I wouldn't be happy if that was an every day occurance a group story time is much more beneficial in my opinion. Can understand the odd treat on a rainy day but 2-3 times a day is excessive I feel.


----------



## Eleanor ace

Wow, it's not something I've ever heard of! I can imagine it would go down like a lead balloon at my kids school; there are quite a few families in my children's classes who are screen free or have TV time only at weekends (not me, I'm terrible for putting the TV on :blush:).


----------



## george83

The school I used to teach in let children watch dvd's quite often, I was the mean teacher as I only put them on at Christmas and once when it fitted in with the end of our literacy unit as a film of a book we'd covered. I think it becomes a bit of a convenient way of managing what can be lively times of the day although there are some good educational programs on there. I'm old fashioned in that I like to share a book with my classes


----------



## Zephram

That's something that simply doesn't happen in NZ at kindergarten or school. I can't imagine why they think it's necessary? I would be extremely upset if the education institution my kids went to was putting them in front of the tv like that.


----------



## zorak

I'm a Scottish teacher. We do have Smart boards in class but they are rarely used for straight viewing.
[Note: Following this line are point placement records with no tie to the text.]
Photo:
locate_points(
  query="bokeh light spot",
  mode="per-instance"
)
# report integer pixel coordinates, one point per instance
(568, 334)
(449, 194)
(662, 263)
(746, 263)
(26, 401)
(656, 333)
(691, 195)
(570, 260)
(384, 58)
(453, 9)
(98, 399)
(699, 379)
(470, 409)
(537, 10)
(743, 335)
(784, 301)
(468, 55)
I use mine for presentations and interactive games. It's rare to use a video to teach something though not unheard of. Using cbeebies like that is appalling. Whatever happened to an end of day story? My norm would be welcome songs, background music for snack and story time at the end of the day or if we have 5 mins to fill at the end of an activity.


----------



## kirstybumx3

Rio has come home and asked for numberjacks on as they've watched it at school. It is a cartoon that's (used to be) on CBeebies but it's educational too. I don't mind that they've watched it. I don't think it's every day either and not for that long. Rio probably gets way more screen time than he should though I'm not that strict with it these days.


----------



## whatwillbex

So I've had a look and it's an educational white board which they also play CBeebies on and short films. She said she was playing a number game on it. . She sang this lovely song yesterday and I said did your teacher teach you that. No it was on the to at school. I felt really sad. I'm trying to keep an open mind as they are a "good" school and it wasn't our first choice it was what was offered.
So I'm trying to be positive that they must have an idea what they are doing. I'm just a bit old fashioned and like her to socialise with peers and interact and learn through play.
I let her watch lots of TVs at home haha especially at the moment being ready to pop. I'm hoping it's just easing them into it and they will phase it out soon. She loves reading I don't won't her to loose her love of books. I don't feel comfortable to say anything I might look like a pushy parent. Just wanted to see if other school were the same x


----------



## luci and bump

My DD is in year 1, and all their classrooms have an interactive whiteboard they use to watch tv/films. She watches number blocks, which we watch at home sometimes (it breaks numbers into cubes to demonstrate how you can make numbers different ways) but they use it within their lessons. I wouldn't be happy if she said they sat and watched it during snack time. Her school use snack time as a social time, they sit in small groups with a teacher and have a discussion about different topics.
The only time the tv is used as a recreational thing is during wet play, when the teachers tend to put a film on for them.


----------



## Bevziibubble

My DD seemed to watch quite a lot of tv when she was in reception. I was quite surprised. They did do a lot of academic work too though and she learnt a lot, so I guess it all balanced out.


----------



## sequeena

Doesn't bother me, my son's class watches movies :haha:


----------



## SophiasMummy

My daughters reception class watched tom and jerry, usually on rainy days when they couldnt play outside or just before school holidays when they'd all be really tired and not really up to doing a lot of work.

I didn't mind


----------



## CaptainMummy

I don't think they have tvs in the classrooms at my daughters school, but it wouldn't bother me if they watched it fir a short time each day. They are working hard for a long time so I think it's nice that they get 15 minutes or so to relax and watch something they enjoy


----------



## LoraLoo

Ours have never had this and im a bit surprised at it


----------